Mrs. Brown’s Boys – Series 3
Created by Brendan O’Carroll.
Starring Brendan O’Carroll, Jennifer Gibney, Paddy Houlihan, Fiona O’Carroll and Danny O’Carroll.
SYNOPSIS:
The third series of the Dublin-set sitcom depicting the life and times of Mrs Agnes Brown and her unruly brood.
This reviewer’s knives are out for Mrs Brown’s Boys series three before the disc even hits the player, upon catching sight of the mock-quote from the eponymous Mrs Agnes Brown on the DVD box cover – ‘We can’t believe how popular this show has been. There must be feck-all on the telly!’ Of course, every self respecting media-literate comedy fan ‘knows’ that Mrs Brown’s Boys is the real life incarnation of When The Whistle Blows, the spoof lowest common denominator sitcom within a sitcom from Extras. Six episodes later, the initial certainty that that ironic tagline would be used as a stick with which to gleefully beat the show has been replaced with a pleasant sense of surprise that, although not for everybody, there is plenty to be enjoyed here.

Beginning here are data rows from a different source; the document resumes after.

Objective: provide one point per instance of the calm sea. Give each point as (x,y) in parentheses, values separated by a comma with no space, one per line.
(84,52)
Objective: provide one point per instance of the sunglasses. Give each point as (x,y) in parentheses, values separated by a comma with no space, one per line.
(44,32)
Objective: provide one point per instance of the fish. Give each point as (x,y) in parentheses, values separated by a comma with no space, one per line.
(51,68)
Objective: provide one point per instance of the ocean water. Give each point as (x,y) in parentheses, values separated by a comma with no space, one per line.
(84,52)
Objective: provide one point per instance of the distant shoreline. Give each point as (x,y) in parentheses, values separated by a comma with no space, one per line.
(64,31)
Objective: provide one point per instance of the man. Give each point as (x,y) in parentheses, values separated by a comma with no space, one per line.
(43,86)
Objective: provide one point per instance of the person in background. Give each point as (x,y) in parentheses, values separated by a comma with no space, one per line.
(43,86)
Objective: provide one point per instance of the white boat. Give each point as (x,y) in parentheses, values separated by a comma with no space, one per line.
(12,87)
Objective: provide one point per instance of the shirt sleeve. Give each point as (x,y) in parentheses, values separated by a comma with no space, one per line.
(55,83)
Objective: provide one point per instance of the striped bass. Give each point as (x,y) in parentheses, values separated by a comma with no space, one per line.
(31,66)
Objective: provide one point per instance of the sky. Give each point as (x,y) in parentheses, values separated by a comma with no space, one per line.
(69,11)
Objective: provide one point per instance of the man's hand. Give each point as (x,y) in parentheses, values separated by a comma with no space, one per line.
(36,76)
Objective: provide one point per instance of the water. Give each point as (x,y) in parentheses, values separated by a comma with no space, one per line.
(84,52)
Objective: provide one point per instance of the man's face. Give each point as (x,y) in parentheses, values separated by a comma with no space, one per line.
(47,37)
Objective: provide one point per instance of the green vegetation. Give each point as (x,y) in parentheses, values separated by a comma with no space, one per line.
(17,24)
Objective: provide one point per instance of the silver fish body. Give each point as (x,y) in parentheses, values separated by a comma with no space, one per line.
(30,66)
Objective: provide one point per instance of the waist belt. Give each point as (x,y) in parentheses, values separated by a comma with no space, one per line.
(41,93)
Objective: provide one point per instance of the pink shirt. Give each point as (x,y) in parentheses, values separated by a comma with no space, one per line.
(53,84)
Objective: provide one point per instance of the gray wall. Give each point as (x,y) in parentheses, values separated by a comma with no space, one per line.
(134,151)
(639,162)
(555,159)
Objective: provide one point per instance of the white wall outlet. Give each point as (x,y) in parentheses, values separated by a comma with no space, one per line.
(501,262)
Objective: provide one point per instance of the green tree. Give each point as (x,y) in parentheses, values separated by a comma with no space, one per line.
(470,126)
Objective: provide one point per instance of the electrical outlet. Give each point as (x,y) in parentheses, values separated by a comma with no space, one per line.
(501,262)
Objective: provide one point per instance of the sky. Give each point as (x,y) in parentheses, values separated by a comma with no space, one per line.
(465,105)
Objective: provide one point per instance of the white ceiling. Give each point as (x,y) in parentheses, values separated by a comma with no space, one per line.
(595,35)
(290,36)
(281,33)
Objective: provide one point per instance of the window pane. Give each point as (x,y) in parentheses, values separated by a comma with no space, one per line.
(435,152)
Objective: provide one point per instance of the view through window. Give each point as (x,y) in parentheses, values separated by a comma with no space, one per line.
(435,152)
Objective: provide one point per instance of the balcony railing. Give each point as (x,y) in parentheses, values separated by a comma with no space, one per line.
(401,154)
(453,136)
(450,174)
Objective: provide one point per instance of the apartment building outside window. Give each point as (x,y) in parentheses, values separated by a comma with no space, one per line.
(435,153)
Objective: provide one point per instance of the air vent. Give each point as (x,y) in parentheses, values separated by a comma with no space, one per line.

Writer and star Brendan O’Carroll has hit on a winning formula with this show, combining familiar premises and comic tropes with just enough humour and inventiveness to recommend Mrs Brown’s Boys series 3 as being worth at least a cursory glance to all but the most hardened of comic elitists. O’Carroll stars as Mrs Brown, surrounded by a supporting cast comprising mainly of real life friends and family. The plots are never more than sitcom cliches on which to hang the gags, but the show does succeed in creating a warm and jovial atmosphere that elevates it above some of the low grade efforts to which it is unfairly compared. It’s often the case that some of the funniest content on a comedy DVD is in the outtakes and corpsing bloopers and the show has made it a badge of honour to include many of these within the broadcasts; the cast clearly revel in an enthusiasm for the ridiculousness of the plots, situations and gags that is highly infectious and draws many of the biggest laughs.
The relentless bad language may offend some, and indeed like one of its spiritual predecessors, Gimme Gimme Gimme, much of the appeal of Mrs Brown’s Boys appears to be in presenting something just naughty enough to allow a certain cross section of the middle class to feel shocked without being offended. A sizeable proportion of the intended audience may also consider the consistent breaking of the fourth wall far more innovate than it really is, but ultimately it’s all part of creating a show that wants to do nothing more than give people an escapist half hour of easy, good natured laughs.
There will always be viewers who refuse to take even a brief glance at a show that looks like a poster child for everything that is wrong with comedy in 2013; those able to suspend disbelief enough to give Mrs Brown’s Boys a shot will be treated to an interestingly anarchic show that contains more than enough to deserve recommendation. O’Carroll and crew deliver surprisingly consistent laughs and in an era when too many comedies trip themselves up trying to prove how clever and self aware they can be, Mrs Brown’s Boys deserves praise for being proud to be nothing more than simple fun and delivering enough genuine wit and spirit to pull off the job amicably.